One morning, while she read the newspaper aloud to him, the old imam, who clearly hadn’t been listening, asked—affecting a casual air—“Is it true that even the Hindus among you are buried, not cremated?”
Sensing trouble, she prevaricated. “True? Is what true? What is Truth?”
Unwilling to be deflected from his line of inquiry, the imam muttered a mechanical response. “Sach Khuda hai. Khuda hi Sach hai.” Truth is God. God is Truth. The sort of wisdom that was available on the backs of the painted trucks that roared down the highways. Then he narrowed his blindgreen eyes and asked in a slygreen whisper: “Tell me, you people, when you die, where do they bury you? Who bathes the bodies? Who says the prayers?”
Anjum said nothing for a long time. Then she leaned across and whispered back, untree-like, “Imam Sahib, when people speak of color—red, blue, orange, when they describe the sky at sunset, or moonrise during Ramzaan—what goes through your mind?”
Having wounded each other thus, deeply, almost mortally, the two sat quietly side by side on someone’s sunny grave, hemorrhaging. Eventually it was Anjum who broke the silence.
“You tell me,” she said. “You’re the Imam Sahib, not me. Where do old birds go to die? Do they fall on us like stones from the sky? Do we stumble on their bodies in the streets? Do you not think that the All-Seeing, Almighty One who put us on this Earth has made proper arrangements to take us away?”
That day the imam’s visit ended earlier than usual. Anjum watched him leave, tap-tap-tapping his way through the graves, his seeing-eye cane making music as it encountered the empty booze bottles and discarded syringes that littered his path. She didn’t stop him. She knew he’d be back. No matter how elaborate its charade, she recognized loneliness when she saw it. She sensed that in some strange tangential way, he needed her shade as much as she needed his. And she had learned from experience that Need was a warehouse that could accommodate a considerable amount of cruelty.

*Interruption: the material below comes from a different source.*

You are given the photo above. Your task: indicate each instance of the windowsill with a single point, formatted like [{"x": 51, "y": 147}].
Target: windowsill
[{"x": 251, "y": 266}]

Even though Anjum’s departure from the Khwabgah had been far from cordial, she knew that its dreams and its secrets were not hers alone to betray.
2
KHWABGAH
She was the fourth of five children, born on a cold January night, by lamplight (power cut), in Shahjahanabad, the walled city of Delhi. Ahlam Baji, the midwife who delivered her and put her in her mother’s arms wrapped in two shawls, said, “It’s a boy.” Given the circumstances, her error was understandable.
A month into her first pregnancy Jahanara Begum and her husband decided that if their baby was a boy they would name him Aftab. Their first three children were girls. They had been waiting for their Aftab for six years. The night he was born was the happiest of Jahanara Begum’s life.